39. An apparatus (400) according to claim 37 or 38, wherein, in a coordinate system, a first position and a second position are neighboured, if in each coordinate direction of the coordinate system, the first position immediately precedes or immediately succeeds the second position or is identical to the second position, and if in at least one coordinate direction of the coordinate system, the first position and the second position are different from each other.
40. An apparatus (400) according to one of claims 37 to 39, wherein the reflection information generator is configured in the redundancy operation mode to generate the indication such that the indication indicates one of the following: that the reflection information data exhibits the non-redundancy state, that the reflection information data exhibits a first redundancy state, so that the first listener position and the first source position shall be chosen, such that the first source position is identical with the second source position, and such that the first listener position is neighboured to the second listener position, wherein in a first coordinate direction of a coordinate system, the first listener position immediately precedes the second listener position, and wherein in a second coordinate direction and in a third coordinate direction of the coordinate system, the first listener position is identical with the second listener position, that the reflection information data exhibits a second redundancy state, so that the first listener position and the first source position shall be chosen, such that the first source position is identical with the second source position, and such that the first listener position is neighboured to the second listener position, wherein in the second coordinate direction of the coordinate system, the first listener position immediately precedes the second listener position, and wherein in the first coordinate direction and in the third coordinate direction of the coordinate system, the first listener position is identical with the second listener position, that the reflection information data exhibits a third redundancy state, so that the first listener position and the first source position shall be chosen, such that the first source position is identical with the second source position, and such that the first listener position is neighboured to the second listener position, wherein in the third coordinate direction of the coordinate system, the first listener position immediately precedes the second listener position, and wherein in the first coordinate direction and in the second coordinate direction of the coordinate system, the first listener position is identical with the second listener position.
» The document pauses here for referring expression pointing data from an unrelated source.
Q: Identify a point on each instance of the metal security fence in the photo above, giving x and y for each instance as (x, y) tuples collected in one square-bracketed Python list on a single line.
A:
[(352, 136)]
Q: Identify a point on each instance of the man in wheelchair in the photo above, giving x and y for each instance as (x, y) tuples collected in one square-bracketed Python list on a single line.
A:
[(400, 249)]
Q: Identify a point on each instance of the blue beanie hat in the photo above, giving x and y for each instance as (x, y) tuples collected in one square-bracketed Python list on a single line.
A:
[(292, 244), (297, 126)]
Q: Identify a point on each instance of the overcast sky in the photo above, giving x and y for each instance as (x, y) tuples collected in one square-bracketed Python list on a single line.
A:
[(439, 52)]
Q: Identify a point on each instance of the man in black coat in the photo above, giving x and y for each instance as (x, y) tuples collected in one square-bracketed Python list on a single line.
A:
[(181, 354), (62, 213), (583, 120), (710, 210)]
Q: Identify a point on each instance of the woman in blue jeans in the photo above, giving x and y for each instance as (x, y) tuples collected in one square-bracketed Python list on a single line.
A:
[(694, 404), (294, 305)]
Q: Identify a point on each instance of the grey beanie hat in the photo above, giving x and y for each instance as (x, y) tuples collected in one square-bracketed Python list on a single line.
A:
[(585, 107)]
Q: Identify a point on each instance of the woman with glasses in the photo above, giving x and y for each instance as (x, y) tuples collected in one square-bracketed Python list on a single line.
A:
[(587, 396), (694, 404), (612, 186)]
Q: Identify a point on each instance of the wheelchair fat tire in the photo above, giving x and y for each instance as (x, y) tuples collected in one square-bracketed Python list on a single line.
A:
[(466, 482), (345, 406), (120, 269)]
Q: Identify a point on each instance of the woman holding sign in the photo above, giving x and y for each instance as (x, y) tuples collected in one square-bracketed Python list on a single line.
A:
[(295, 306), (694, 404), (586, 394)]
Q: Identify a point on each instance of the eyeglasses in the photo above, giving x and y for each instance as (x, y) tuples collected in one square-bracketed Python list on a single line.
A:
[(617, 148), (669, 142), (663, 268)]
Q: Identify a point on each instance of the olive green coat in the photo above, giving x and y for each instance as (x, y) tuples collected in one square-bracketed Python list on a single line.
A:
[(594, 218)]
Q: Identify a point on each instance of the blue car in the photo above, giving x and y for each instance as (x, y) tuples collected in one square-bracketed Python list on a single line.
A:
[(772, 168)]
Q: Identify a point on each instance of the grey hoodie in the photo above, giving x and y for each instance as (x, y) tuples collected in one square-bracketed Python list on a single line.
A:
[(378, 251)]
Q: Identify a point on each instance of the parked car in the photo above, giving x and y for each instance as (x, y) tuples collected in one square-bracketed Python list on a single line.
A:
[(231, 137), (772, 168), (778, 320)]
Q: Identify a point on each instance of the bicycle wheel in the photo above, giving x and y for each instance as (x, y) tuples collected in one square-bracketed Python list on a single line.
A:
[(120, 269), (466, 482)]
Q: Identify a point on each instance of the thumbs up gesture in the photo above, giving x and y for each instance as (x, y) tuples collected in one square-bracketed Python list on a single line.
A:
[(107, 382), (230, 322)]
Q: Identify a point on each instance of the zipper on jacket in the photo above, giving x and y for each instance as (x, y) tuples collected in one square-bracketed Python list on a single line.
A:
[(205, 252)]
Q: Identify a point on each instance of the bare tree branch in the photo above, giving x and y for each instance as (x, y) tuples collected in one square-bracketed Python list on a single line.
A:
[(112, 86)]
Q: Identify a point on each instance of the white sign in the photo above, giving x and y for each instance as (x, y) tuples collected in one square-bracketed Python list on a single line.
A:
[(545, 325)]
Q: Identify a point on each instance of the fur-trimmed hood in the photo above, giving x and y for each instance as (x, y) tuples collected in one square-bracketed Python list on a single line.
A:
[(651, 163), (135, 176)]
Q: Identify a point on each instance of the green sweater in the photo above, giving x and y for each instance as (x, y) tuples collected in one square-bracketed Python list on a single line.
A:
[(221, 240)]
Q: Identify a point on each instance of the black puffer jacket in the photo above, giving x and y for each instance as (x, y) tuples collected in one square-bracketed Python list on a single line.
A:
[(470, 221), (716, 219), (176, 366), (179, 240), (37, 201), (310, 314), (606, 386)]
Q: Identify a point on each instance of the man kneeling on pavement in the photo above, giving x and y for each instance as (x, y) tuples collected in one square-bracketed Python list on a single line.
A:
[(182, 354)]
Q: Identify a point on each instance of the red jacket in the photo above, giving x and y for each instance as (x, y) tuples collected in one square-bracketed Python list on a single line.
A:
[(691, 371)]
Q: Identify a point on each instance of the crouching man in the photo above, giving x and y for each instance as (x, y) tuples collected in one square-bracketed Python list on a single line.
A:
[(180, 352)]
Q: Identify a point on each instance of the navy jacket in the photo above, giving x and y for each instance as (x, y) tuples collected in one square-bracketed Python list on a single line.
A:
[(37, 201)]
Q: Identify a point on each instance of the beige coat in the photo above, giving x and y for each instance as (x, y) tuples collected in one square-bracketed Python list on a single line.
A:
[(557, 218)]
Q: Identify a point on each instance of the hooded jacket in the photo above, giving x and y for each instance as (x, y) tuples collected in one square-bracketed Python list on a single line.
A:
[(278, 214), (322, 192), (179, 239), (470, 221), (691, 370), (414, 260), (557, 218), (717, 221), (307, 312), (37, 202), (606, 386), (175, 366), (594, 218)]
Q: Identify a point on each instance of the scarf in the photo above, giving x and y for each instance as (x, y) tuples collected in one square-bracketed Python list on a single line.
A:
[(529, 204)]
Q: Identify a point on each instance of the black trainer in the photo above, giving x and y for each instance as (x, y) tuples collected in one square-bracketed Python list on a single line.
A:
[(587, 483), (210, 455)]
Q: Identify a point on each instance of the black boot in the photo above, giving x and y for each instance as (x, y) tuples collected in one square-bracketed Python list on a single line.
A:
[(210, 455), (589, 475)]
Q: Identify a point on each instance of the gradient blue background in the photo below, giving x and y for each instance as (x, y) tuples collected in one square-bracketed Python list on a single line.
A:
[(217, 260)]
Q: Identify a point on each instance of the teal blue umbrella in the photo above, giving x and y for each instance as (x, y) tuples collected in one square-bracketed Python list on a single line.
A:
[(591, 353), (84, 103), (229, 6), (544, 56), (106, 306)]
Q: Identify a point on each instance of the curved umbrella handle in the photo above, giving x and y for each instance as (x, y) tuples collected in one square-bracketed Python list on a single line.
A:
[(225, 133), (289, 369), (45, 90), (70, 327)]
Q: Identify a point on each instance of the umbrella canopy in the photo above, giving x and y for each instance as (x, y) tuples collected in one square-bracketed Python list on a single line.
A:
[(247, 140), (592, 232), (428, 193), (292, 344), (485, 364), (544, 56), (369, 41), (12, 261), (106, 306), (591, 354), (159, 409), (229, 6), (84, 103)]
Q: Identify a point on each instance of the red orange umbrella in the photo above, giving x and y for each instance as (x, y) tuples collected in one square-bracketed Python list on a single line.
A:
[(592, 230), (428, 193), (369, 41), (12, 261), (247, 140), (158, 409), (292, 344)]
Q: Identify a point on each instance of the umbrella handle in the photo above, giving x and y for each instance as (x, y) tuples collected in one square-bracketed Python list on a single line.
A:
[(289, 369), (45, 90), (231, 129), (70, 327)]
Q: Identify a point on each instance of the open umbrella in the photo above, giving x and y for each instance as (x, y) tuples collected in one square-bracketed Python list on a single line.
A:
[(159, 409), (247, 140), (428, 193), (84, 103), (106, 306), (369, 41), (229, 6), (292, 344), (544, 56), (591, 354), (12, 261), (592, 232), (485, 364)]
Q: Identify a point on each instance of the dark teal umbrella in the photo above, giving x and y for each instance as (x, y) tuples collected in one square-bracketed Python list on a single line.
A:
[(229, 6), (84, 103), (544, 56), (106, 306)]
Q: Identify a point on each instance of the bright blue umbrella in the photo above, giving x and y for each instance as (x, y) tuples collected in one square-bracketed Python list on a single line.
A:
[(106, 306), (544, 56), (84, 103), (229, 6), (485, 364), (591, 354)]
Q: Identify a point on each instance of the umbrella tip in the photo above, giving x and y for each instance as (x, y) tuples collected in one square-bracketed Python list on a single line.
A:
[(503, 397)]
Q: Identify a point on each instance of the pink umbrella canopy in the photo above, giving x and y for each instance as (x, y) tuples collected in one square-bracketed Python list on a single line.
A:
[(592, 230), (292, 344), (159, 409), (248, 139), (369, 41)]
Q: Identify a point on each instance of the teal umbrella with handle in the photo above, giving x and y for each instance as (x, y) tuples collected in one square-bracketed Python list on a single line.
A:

41. An apparatus (400) according to one of claims 33 to 40, wherein each of the first listener position, the first source position, the second listener position and the second source position defines a position of a voxel out of a plurality of voxels within a three-dimensional coordinate system.
42. A system comprising: an apparatus (400) according to one of claims 22 to 41 for encoding one or more audio signals to obtain one or more encoded audio signals and for generating additional audio information data, and an apparatus (300) according to one of claims 1 to 21 for generating one or more audio output signals from the one or more encoded audio signals depending on the additional audio information data.
43. A method for generating one or more audio output signals from one or more encoded audio signals, wherein the method comprises: receiving the one or more encoded audio signals and for receiving additional audio information data, and generating the one or more audio output signals depending on the encoded audio signals and depending on second additional audio information, wherein the method comprises obtaining the second additional audio information using the additional audio information data and using first additional audio information, if the additional audio information data exhibits a redundancy state, and wherein the method comprises obtaining the second additional audio information using the additional audio information data without using the first additional audio information, if the additional audio information data exhibits a non-redundancy state.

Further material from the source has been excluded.